Quick Answer: Harness CLI v4.0 classifies work before it adds process. A question can be noop or direct, a small local edit can be guarded, and a multi-step or risky objective can be planned. The policy also separates plan persistence (none, reuse, or create) from workflow route selection, so a short acknowledgement does not accidentally start a new plan.

AI coding tools become difficult to trust when every request triggers the same ceremony. A one-line lookup should not create a work item, while a change that spans documentation, tests, and release evidence should not rely on memory alone. v4.0 makes that distinction explicit and inspectable.

The four workflow routes

Route Use it for Typical output
noop Empty input, acknowledgement, or no actionable request No repository action
direct Questions, read-only inspection, or status checks An evidence-backed answer
guarded One small, clear local change Edit gate plus focused verification
planned Multi-step, unclear, risky, delegated, or resumable work A persisted work item and selected playbook

The important detail is that route selection is adaptive. “Long” does not automatically mean “planned,” and “implementation” does not automatically mean “team.” The scope and risk of the work decide the route.

Plan persistence is a separate decision

When a request is substantive, v4.0 answers two different questions:

  1. Which route should execute the request?
  2. What should happen to the plan state?

The plan state can be:

  • none: do not create or reuse a persistent plan.
  • reuse: continue an eligible active plan after an explicit continue or resume.
  • create: create one work item for a new planned objective.

This prevents a common failure mode: treating “yes,” “continue,” or a short acknowledgement as a brand-new objective. Same-session acknowledgements can stay attached to the current work item. Cross-client continuation requires an explicit resume signal and only the selected task and handoff context should be loaded.

What makes planned different?

A planned workflow has a durable boundary around the work:

  1. Classify the objective and record its scope.
  2. Select only the applicable playbook, such as brainstorming, writing a plan, TDD, or systematic debugging.
  3. Run the pre-edit safety gate before changing files.
  4. Capture verification evidence before claiming completion.

The plan is not a promise that every task needs a team. A solo harness is useful for a resumable objective; a team is useful only when independent domains can be safely separated. Coupled changes remain sequential.

Dry run is not live readiness

dry-run can tell you whether configuration, routes, or task inputs look valid. It does not prove that an external model provider, browser session, MCP server, or authenticated account is available. A reliable status page should therefore distinguish:

  • configuration accepted;
  • local checks passed;
  • provider or browser dependency available;
  • human approval still required.

That distinction is both operationally useful and easier for search engines and answer engines to quote accurately.

A safe starting sequence

For a new checkout, start with the documented initialization and doctor commands:

aios init --all
aios doctor --native --verbose

Read the Workflow Policy documentation for the current route matrix. Then use the Getting Started guide for client setup and the Solo Harness guide when the objective must survive interruptions.

FAQ

Does every code change need a plan?

No. A small, unambiguous edit can use the guarded route. A plan is warranted when the work has multiple dependent steps, unclear design, meaningful risk, delegation, or a need to resume later.
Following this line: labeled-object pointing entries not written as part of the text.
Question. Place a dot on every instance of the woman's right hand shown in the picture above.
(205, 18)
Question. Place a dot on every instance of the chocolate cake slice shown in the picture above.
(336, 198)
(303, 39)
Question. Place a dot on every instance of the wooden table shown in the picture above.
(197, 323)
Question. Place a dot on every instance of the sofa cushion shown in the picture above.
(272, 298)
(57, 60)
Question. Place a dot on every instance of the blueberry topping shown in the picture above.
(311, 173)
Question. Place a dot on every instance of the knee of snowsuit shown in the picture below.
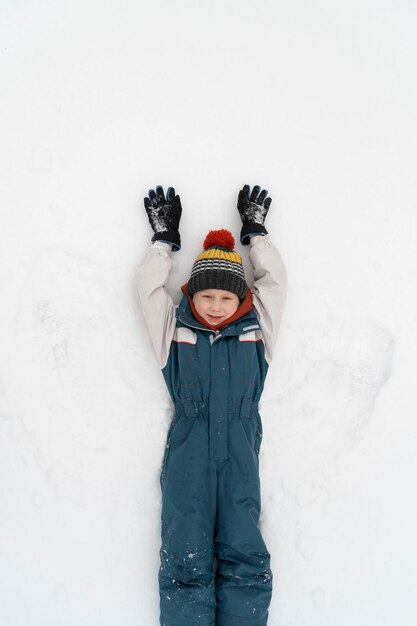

Does planned mean a team is required?

No. Planned is a workflow classification. It may run in one client, a solo harness, or a team depending on the dependency graph.

Can a terminal plan be resumed?

No. A terminal plan is complete or blocked and cannot be silently continued as if it were active. Start a new objective or explicitly resume an eligible nonterminal work item.

Where are the implementation details?

The Architecture guide explains the relationship between the CLI, ContextDB, client projections, and runtime state. The Troubleshooting guide maps common route and verification failures to next actions.

The policy is intentionally small: use less process for small work and more durable evidence for work that deserves it.